Total capital expenditure was £2.54 billion in 2015-16 (£0.64 billion in the HRA and £1.89 billion in the General Fund), compared to £2.40 billion in 2014-15 - an increase of 5.6% or £0.14 billion. The majority of capital expenditure went on new construction, conversions and enhancements to existing buildings, this category accounted for 83% of expenditure.

General Fund capital expenditure in 2015-16 was £1.89 billion (up 9.1% on 2014-15). The service with the highest capital expenditure was Education with £0.65 billion (34% of General Fund capital expenditure), which has increased by 17% since 2014-15. Roads and transport is the service area with the second highest capital expenditure with £0.43 billion (23% of General Fund capital expenditure), and is slightly down (-0.2%) on 2014-15.

Reserves

On 1 April 2015 local authorities had total revenue reserves of £1.84 billion; over the course of the year this increased by £0.05 billion (2.6%) to stand at £1.89 billion on 31 st March 2016. Capital reserves increased by £0.10 billion (18.3%), from £0.53 billion at the 1 st April 2015 to £0.63 billion at the 31 st March 2016.

Assets

The total value of assets held by local authorities at 31 st March 2016 was £40.69 billion. This is an increase of 3.3% (£1.29 billion) since 31 st March 2015. The vast majority of the assets were operational assets (£39.12 billion, 96% of total assets), including £11.28 billion of council dwellings (28% of total assets) and £19.00 billion (47%) of other land and buildings.

Loans Fund Borrowing

The total value of Loans Fund advances outstanding at 31 st March 2016 was £13.41 billion (of which £10.05 billion was General Fund and £3.36 billion was HRA). General Fund Loans Fund advances outstanding increased by £0.09 billion (0.9%) between 31 st March 2015 and 31 st March 2016. HRA loans fund advances outstanding rose by £0.14 billion (4.5%) between 31 st March 2015 and 31 st March 2016.

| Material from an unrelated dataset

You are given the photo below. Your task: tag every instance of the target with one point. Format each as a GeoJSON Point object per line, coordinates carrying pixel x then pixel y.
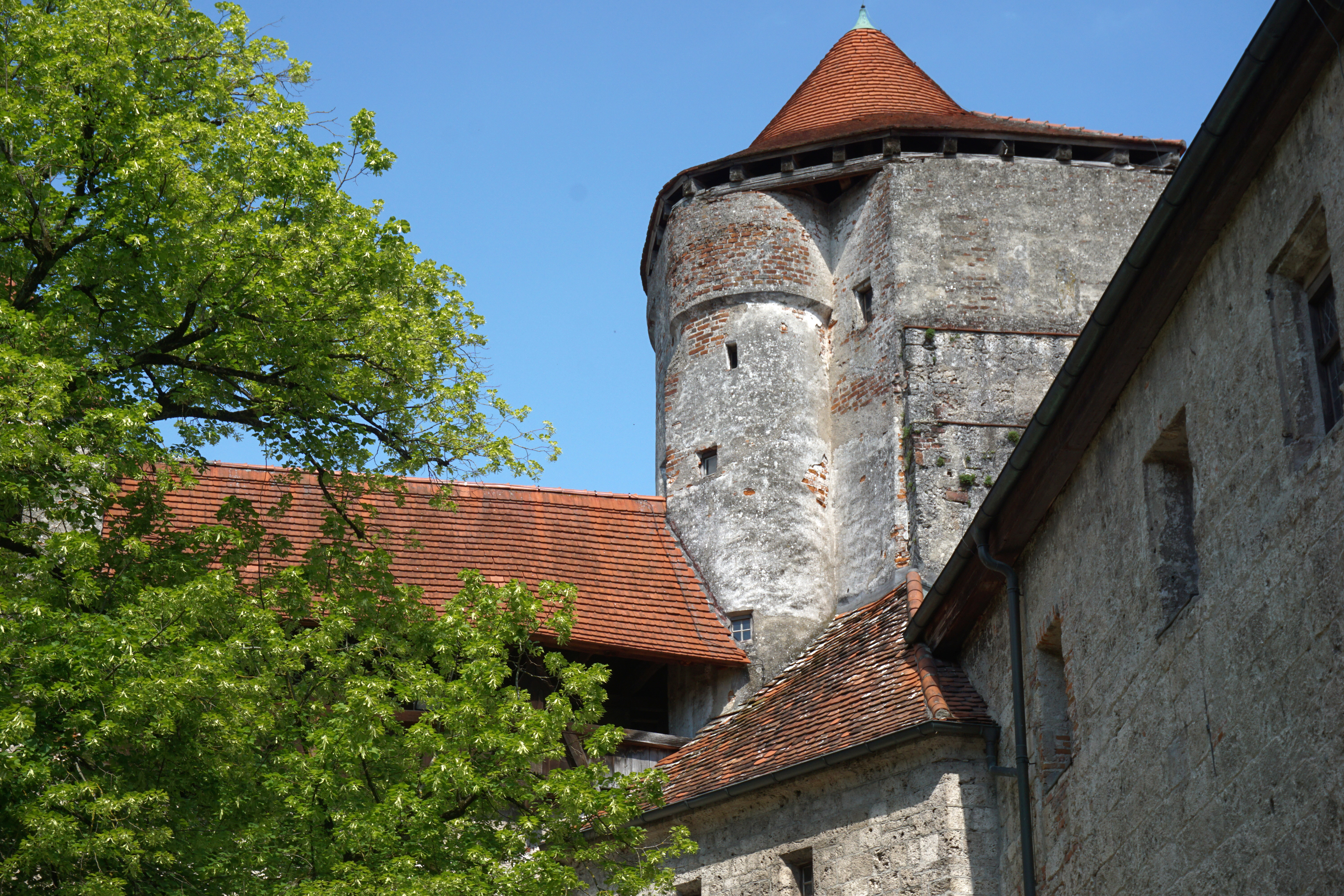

At 31 st March 2016, the Scottish average General Fund loans fund advances outstanding was equal to £1,870 per person (up 0.4% on 31 st March 2015) and the average HRA loans fund advances outstanding was equal to £10,609 per HRA dwelling (up 4.6% on 31 st March 2015).

Local Government Pensions

Total Local Government Pension Scheme Fund income in 2015-16 was £1.94 billion. This is down 64% (£2.17 billion) on 2014-15 due to investment income which is highly volatile. Contributions from employees and employers total £1.24 billion, an increase of £0.02 billion or 4.7% on 2014-15.

Local Government Pension Fund Expenditure in 2015-16 was £1.24 billion, an increase of £0.05 billion or 4.6%. The majority (95%) of this expenditure is on benefits, of which £0.27 billion was on lump sum payments and £0.91 billion was on pensions.